Who Is This Coming?
It's almost six in the morning and it's still dark outside. She's nearly comatose, but not quite. She hears although she seldom speaks, she sees although she does not acknowledge, she thinks but she does not share her thoughts.
Mostly she just ignores the world around her. She's spent a long time, almost 86 years, in this world - she thinks that maybe she's ready to leave it behind. It's not what lies beyond life which frightens her - it's the act of leaving that she's still a bit uncomfortable with.
On the other hand, there's nothing holding her here. Everyone she knew once is gone. She's buried her mother and father, two good-for-nothing husbands, a son, a daughter, one tiny unborn grandchild and an untold number of friends and lesser family. She's outlived every one of them. They were weak, the whole lot of them - not one of them was as strong or as tenacious as she.
The thought makes her smile.
Suddenly she hopes there's an afterlife. God knows this one hasn't been all that good to her. But then again, maybe the next one won't be, either. She's always believed in both God and science and she knows that for every action there is a reaction. If there's a heaven then it follows that there's also a hell.
She quits smiling then and fumbles for the rosary that the nurses let her keep underneath her pillow. A little insurance praying never hurt anyone. Even though it's almost morning and shift change she's still tired and praying always puts her to back sleep.

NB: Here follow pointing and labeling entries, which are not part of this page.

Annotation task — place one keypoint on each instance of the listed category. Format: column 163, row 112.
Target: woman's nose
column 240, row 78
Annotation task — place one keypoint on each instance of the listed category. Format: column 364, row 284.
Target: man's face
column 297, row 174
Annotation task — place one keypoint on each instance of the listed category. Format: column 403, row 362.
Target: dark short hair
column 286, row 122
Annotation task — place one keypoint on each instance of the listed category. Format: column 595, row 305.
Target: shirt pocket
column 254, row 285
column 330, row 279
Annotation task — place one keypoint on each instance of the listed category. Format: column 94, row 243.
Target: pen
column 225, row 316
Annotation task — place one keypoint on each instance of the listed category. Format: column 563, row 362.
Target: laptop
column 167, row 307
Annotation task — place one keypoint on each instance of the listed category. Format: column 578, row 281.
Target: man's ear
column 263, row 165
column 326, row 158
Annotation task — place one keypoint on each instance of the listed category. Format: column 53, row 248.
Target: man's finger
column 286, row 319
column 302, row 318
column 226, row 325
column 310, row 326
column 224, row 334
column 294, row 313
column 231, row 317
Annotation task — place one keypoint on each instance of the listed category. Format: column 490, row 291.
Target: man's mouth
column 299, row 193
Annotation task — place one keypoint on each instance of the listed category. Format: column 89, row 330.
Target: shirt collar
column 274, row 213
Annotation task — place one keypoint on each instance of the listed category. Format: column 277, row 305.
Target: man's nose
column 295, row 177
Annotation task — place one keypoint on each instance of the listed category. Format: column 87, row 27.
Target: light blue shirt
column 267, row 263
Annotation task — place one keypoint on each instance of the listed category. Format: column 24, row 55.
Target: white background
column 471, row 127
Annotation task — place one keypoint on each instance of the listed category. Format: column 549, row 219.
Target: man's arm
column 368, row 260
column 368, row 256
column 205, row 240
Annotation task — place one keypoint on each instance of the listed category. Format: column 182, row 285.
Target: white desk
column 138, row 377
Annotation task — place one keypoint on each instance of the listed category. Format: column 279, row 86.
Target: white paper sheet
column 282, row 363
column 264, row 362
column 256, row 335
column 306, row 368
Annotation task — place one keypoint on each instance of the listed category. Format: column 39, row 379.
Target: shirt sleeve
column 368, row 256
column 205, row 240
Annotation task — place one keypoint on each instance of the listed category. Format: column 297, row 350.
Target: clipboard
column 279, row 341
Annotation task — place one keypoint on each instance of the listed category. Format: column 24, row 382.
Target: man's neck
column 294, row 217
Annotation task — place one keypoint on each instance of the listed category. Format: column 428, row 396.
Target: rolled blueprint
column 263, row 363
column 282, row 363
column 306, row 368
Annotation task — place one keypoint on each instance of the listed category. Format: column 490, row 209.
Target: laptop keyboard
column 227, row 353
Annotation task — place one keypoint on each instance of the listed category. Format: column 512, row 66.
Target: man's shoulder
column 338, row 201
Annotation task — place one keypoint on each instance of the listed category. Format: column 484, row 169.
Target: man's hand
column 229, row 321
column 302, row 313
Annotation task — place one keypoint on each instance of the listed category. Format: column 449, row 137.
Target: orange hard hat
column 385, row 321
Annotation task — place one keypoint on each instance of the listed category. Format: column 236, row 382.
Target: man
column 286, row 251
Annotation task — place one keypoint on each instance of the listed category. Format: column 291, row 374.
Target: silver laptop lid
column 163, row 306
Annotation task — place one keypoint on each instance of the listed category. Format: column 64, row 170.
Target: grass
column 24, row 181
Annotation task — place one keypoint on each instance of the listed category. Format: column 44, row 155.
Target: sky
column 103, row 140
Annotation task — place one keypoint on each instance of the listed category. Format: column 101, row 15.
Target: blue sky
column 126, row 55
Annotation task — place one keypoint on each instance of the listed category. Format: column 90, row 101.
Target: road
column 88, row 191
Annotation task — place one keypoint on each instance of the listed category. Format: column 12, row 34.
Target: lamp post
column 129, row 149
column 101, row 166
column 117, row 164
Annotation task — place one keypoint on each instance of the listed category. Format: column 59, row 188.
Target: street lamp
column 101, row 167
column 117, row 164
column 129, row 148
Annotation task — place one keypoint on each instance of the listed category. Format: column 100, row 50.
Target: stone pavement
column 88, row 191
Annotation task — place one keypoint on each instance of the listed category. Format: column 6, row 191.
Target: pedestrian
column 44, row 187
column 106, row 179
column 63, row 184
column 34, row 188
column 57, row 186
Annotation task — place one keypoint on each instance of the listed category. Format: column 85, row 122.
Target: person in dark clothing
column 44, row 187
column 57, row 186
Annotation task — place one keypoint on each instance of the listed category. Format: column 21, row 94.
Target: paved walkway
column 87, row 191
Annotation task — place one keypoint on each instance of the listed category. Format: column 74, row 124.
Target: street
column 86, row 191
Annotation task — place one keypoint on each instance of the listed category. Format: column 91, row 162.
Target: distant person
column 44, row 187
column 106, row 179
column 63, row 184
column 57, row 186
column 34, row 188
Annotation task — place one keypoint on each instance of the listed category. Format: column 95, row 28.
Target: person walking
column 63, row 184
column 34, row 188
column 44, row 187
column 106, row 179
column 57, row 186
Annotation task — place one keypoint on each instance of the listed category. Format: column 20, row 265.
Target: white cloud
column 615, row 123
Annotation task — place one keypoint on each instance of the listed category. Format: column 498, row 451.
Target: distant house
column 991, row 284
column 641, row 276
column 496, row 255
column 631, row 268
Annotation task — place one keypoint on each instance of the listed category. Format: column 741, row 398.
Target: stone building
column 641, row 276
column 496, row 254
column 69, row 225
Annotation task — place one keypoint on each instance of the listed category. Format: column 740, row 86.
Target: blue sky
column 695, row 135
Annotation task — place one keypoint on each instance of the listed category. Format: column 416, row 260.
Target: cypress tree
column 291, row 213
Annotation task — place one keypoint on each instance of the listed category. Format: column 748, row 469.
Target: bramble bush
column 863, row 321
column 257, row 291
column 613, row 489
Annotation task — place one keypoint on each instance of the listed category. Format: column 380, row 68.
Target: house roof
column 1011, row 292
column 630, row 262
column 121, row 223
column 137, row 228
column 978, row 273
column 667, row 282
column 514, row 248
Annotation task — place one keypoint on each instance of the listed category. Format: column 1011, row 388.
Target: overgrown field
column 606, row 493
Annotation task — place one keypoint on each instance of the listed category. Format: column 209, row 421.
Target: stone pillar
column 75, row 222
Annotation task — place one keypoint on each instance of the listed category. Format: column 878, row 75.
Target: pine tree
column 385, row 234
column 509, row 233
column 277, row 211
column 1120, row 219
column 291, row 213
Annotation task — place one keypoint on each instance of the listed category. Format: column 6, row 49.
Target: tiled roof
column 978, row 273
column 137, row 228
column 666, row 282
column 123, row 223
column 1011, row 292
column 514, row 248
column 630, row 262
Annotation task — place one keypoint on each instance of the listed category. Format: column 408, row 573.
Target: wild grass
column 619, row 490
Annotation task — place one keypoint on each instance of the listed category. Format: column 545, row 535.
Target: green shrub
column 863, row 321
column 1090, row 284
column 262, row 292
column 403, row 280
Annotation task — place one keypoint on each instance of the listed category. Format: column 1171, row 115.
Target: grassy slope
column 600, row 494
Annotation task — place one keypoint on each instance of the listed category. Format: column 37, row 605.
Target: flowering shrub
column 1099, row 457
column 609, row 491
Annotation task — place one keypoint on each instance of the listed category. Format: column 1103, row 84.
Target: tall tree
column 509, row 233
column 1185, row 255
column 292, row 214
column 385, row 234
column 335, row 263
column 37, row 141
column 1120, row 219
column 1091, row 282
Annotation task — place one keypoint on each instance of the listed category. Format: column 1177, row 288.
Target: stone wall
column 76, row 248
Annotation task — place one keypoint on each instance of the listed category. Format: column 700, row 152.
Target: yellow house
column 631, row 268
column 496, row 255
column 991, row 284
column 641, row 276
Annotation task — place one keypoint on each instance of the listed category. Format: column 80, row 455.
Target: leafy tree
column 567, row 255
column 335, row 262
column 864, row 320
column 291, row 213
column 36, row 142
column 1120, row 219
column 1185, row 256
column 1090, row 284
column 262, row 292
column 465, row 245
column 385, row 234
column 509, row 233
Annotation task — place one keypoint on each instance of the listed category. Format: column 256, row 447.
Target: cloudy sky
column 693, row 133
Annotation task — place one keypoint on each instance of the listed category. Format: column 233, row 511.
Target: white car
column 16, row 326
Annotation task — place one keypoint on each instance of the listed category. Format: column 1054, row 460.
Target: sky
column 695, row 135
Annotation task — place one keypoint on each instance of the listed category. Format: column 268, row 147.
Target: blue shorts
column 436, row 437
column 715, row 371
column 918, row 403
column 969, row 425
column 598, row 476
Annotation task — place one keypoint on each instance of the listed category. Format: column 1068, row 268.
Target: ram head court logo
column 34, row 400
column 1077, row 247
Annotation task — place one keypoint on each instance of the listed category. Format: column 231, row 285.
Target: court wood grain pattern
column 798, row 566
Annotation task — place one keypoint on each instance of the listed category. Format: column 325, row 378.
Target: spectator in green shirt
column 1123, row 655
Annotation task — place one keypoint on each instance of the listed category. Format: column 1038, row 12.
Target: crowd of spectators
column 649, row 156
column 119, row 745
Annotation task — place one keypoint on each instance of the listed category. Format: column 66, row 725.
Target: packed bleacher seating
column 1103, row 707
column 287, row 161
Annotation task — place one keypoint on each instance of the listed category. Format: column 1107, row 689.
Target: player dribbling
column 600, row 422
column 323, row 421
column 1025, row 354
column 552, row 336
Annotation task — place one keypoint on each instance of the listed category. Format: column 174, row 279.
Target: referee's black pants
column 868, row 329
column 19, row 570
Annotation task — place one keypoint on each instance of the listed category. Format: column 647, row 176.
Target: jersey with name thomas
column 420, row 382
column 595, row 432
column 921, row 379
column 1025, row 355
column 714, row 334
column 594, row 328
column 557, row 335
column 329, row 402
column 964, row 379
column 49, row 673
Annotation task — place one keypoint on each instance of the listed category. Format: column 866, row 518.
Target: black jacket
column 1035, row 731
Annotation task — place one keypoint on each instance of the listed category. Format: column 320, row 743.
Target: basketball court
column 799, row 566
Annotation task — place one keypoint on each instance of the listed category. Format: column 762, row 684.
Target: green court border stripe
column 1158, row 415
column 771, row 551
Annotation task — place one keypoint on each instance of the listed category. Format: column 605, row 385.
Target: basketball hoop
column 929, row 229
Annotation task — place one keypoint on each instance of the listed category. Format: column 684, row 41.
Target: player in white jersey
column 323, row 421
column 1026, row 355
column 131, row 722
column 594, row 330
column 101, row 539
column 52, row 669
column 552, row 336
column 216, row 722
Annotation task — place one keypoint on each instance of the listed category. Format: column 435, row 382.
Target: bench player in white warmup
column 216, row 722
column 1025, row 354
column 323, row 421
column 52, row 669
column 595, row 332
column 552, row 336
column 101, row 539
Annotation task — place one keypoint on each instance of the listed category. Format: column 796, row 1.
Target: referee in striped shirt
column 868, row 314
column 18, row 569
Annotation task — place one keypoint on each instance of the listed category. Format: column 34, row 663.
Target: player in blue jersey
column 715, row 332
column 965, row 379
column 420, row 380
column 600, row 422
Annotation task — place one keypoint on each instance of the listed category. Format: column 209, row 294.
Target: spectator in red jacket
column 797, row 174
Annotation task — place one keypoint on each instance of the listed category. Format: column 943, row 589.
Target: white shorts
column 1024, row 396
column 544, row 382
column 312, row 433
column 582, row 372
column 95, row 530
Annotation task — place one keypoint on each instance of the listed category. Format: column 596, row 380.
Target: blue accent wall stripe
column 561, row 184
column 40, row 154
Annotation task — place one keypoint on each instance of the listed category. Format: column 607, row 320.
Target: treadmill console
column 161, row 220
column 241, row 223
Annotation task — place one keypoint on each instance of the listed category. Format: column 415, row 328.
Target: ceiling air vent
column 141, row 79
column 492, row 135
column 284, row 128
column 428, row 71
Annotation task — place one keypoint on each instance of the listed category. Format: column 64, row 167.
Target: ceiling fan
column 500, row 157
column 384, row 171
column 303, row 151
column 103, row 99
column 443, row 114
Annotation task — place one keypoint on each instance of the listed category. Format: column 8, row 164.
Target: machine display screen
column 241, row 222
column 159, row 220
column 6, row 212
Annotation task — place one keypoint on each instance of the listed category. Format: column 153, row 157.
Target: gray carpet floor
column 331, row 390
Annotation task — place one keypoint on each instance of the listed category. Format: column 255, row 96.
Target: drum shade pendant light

She hopes that damn hospice woman doesn't show up today. All that talk about relaxing and closing her eyes and going towards the light makes her skin crawl. Oh sure, they mean well, but she wasn't born yesterday, you know. There's no long tunnel, no longed-for family waiting at the end, no golden light beckoning. She's seen enough of life to know that just as there's only darkness when you close your eyes there's also only darkness when you die.
By the third Hail Mary her mind begins to drift. For some reason, even thought she hasn’t thought about him in years, she remembers the man no one wanted her to love; the soldier she'd sneak out of the window to meet when her parents thought she was safely sleeping. She remembers the ring he gave her before he left for Normandy, the one she wore on a silver chain around her neck where her father wouldn't see it. She remembers the plans they had for when he returned. The ones where they were going to run away and be married and live happily ever after - just him and her and damn the differences in faith and family.
She smiles a sleepy girlish smile and suddenly her heart beats faster, her respirations increase. She drops the rosary and tries to sit up but the old familiar pain in her chest suddenly hurts too much - she thinks about ringing the bell for the nurse, she thinks about the soldier who never returned, she thinks about how easy it would be to let the pain consume her. She struggles to reach full consciousness and wonders if it's turned into morning yet.
She forces open her eyes and turns her head to look out the window. Ah, thank God, the sun's coming up, bright and beautiful as always - it's time, the day nurses will be here soon enough. She's made it through another night.
Thank God for the sun; she loves the sun - there's safety in the sun. Bad things only happen in the night, nothing bad ever happens when the sun is shining.
Mindful of the ache in her chest, she slowly raises her head to get a better look as the last few bits of sunrise break over the horizon. But wait - what's this? How strange. Is that a young man in an old fashioned uniform smiling at her, holding out his hand? It almost looks as though he's in the center of the sun, waiting just for her. How can this be? She thinks she might be dreaming. She forgets her pain and fearlessly struggles to a sitting position. What is this speck in the familiar morning brightness? What sort of man could stand in the hot hot heart of the golden orb? Could this be Him, coming out of the sun?